O próprio ex-presidente Fernando Henrique Cardoso, que, com a tarimba de professor, gostava de falar de improviso, não escapou de uma gafe que lhe valeu muitas críticas políticas e entrou para a História. No dia 11 de maio de 1998, na sede do BNDES no Rio, ele fazia uma palestra sobre a reforma da Previdência quando se empolgou e proferiu a frase célebre onde classificava de vagabundos os servidores aposentados prematuramente: ?O valor médio dos benefícios da Previdência cresceu e tem que ser mantido. Para isso é preciso fazer a reforma, para que aqueles que se locupletam da Previdência não se locupletem mais, não se aposentem com menos de 50 anos, não sejam vagabundos num país de pobres e miseráveis. Precisamos que os que podem trabalhem mais. Contribuam, para termos recursos para atendermos aos mais pobres?, afirmou. A frase foi usada pelo PT na campanha daquele ano, e se não custou a reeleição a Fernando Henrique, marcou-o para o resto da vida.

Abreu Sodré, quando era Ministro das Relações Exteriores, leu como se fosse seu a tradução do discurso de um visitante estrangeiro. O general João Figueiredo, que não gostava de discursar, tinha como ghost-writer o chefe do Gabinete Civil, professor Leitão de Abreu, um homem erudito cujos termos não combinavam com o jeito rude do então presidente.

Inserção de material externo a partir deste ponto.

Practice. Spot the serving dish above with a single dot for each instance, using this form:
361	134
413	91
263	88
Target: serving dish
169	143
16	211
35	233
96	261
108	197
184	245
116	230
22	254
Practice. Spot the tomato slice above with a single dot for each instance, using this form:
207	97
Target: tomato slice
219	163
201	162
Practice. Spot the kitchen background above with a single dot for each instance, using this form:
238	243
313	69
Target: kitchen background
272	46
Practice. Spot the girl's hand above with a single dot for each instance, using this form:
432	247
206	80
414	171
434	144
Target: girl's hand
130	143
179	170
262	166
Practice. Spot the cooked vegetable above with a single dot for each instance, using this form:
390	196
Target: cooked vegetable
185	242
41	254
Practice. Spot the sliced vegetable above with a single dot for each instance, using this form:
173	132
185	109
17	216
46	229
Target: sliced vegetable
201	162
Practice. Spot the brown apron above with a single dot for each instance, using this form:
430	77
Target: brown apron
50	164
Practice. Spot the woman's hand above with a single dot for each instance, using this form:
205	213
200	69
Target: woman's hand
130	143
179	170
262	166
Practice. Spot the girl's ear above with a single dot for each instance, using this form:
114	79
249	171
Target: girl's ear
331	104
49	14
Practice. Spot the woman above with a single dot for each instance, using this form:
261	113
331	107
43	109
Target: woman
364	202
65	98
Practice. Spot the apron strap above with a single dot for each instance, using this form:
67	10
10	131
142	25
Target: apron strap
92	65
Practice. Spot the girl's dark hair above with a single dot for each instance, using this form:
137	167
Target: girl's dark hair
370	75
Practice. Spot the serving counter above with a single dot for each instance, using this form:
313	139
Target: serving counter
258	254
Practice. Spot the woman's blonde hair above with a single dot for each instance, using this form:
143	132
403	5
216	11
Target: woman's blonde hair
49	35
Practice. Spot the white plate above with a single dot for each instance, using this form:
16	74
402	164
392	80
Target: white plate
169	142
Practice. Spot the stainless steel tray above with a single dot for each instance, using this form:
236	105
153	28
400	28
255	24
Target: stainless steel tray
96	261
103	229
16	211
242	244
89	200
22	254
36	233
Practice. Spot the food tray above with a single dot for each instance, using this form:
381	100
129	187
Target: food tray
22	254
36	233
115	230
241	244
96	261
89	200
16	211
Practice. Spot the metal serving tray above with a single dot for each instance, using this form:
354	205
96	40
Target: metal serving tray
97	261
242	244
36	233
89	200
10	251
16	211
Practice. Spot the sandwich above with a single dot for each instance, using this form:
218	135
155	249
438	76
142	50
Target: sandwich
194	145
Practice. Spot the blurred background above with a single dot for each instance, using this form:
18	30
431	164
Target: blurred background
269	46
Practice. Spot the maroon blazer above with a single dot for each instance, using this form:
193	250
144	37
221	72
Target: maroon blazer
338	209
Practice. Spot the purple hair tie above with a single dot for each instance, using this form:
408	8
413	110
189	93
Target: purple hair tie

Certa vez Figueiredo foi visto em um palanque, com um discurso todo amarrotado na mão, durante uma solenidade, resmungando: ?Vou ter que ler essa merda que o doutor Leitão preparou para mim?.

É convencionado que o homem de Estado tem que ter um ghost writer . A tal ponto que o primeiro-ministro inglês Winston Churchill, excelente escritor que ganhou o Prêmio Nobel de Literatura em 1953, para criticar seu adversário trabalhista Clement Atlee, que também foi primeiro-ministro, dizia com ironia: ?É um politico tão medíocre que escreve seus próprios discursos?.”